December
2, 2010
Early Childhood Services brings movie "Waiting on 'Superman'" locally free for all
Every morning, in big cities, suburbs and small
towns across America, parents send their children off to school with
the highest of hopes.
But a shocking number of students in the United
States attend schools where they have virtually no chance of learning
(failure factories likelier to produce dropouts than college
graduates). And despite decades of well-intended reforms and huge sums
of money spent on the problem, public schools haven't improved markedly
since the 1970s. Why?
There is an answer. And it's not what people
think.
From "An Inconvenient Truth" director Davis
Guggenheim comes "Waiting for 'Superman,'" a provocative and cogent
examination of the crisis of public education in the United States told
through multiple interlocking stories - from a handful of students and
their families whose futures hang in the balance, to the educators and
reformers trying to find real and lasting solutions within a
dysfunctional system.

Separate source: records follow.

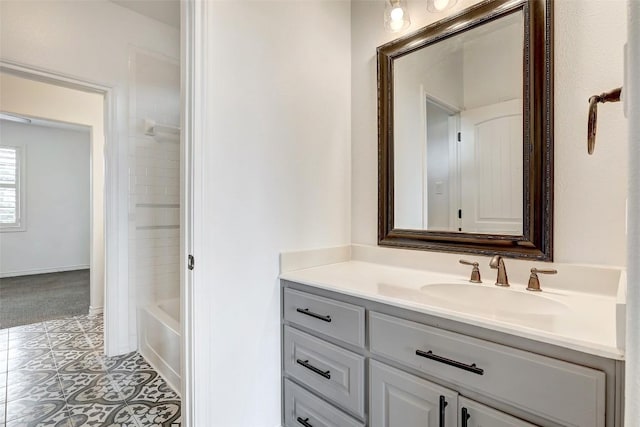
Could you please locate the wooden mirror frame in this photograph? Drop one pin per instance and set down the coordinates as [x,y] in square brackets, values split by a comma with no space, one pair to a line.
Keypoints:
[536,241]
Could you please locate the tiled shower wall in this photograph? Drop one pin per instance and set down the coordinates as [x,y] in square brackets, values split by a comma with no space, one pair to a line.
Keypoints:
[154,179]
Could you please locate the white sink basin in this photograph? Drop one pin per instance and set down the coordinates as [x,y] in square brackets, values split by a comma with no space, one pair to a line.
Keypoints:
[491,300]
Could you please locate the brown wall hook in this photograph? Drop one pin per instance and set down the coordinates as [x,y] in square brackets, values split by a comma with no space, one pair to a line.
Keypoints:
[611,96]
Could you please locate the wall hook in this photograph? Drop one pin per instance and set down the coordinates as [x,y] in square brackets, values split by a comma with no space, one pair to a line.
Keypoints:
[611,96]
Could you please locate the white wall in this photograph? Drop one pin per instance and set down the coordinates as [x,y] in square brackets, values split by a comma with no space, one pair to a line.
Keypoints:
[46,101]
[58,205]
[590,192]
[276,177]
[91,40]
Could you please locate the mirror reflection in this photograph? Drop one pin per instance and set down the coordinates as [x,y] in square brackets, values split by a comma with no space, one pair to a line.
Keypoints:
[458,132]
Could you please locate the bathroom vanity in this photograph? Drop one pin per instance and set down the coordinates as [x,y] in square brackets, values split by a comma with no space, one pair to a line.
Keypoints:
[365,344]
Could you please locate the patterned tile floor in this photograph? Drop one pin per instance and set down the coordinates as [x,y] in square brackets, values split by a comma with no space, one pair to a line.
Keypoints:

Tackling such politically radioactive topics as
the power of teachers' unions and the entrenchment of school
bureaucracies, Guggenheim reveals the invisible forces that have held
true education reform back for decades.
On Sunday, December 4 at 1 p.m., the Ronan
Entertainer Theater will be showing the film. There are 140 seats
available for the show freely, as Early Childhood Services is committed
to paying for the showing of this phenomenal movie.